Data Modelling: What?
Data Modelling is a very important part of Data engineering and it is one of the topics any data engineer needs to have a solid grasp on if they hope to have a successful career.
Data modelling involves conceptualising the relationships between data objects, representing them and the rules that control the behaviour of the data. It aims to organise elements of data and how they relate to one another. With this method, a database or information system design blueprint is created. Data models come in a variety of forms, such as conceptual, logical, and physical data models.
- Conceptual data models: These models highlight the connections between various entities without going into the specifics of how they were implemented. They reflect the high-level view of data. Typically made for stakeholders, it aids in their comprehension of the data needs and their connections. This stage of data modelling is mainly done on paper or during a giant white boarding session.

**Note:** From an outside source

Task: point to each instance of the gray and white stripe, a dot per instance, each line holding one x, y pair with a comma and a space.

- Logical Data Models: A detailed display of the properties, entities, and relationships is provided by a logical data model. It is more precise and emphasizes the semantics and structure of the data. A physical data model is typically built on top of logical models.
- Physical Data Models: The physical implementation of data, including tables, columns, and relationships, is described by a physical data model. It is developed following the logical data model and is utilized to build the real database using DDLs. At this stage, the Logical data models from the last stage are converted into schemas and tables.
There are various steps in data modelling, including:
The initial phase in data modelling is requirements gathering, which involves getting input from users and stakeholders.
Conceptual modeling: In this phase, a high-level data model that reflects the information needs is created.
Logical modeling: This stage involves transforming the high-level data model into a more in-depth data model that demonstrates the connections between entities and characteristics.
Physical modelling: This stage involves converting the logical model into a physical model that include the real database tables, columns, and relationships.
Implementation: This is the last step, where the database is built and the physical model is put into action.
Data Modelling: Why?
Why is it important to do data modelling?
- Data organisation is important.
- Organised data will determine the ease of later use or the uselessness of the data. Imagine having to do 4 table joins to get the email address of a customer when it could have been added as a column on the facts table in the first place.
- It is an iterative process in the lifetime of a project.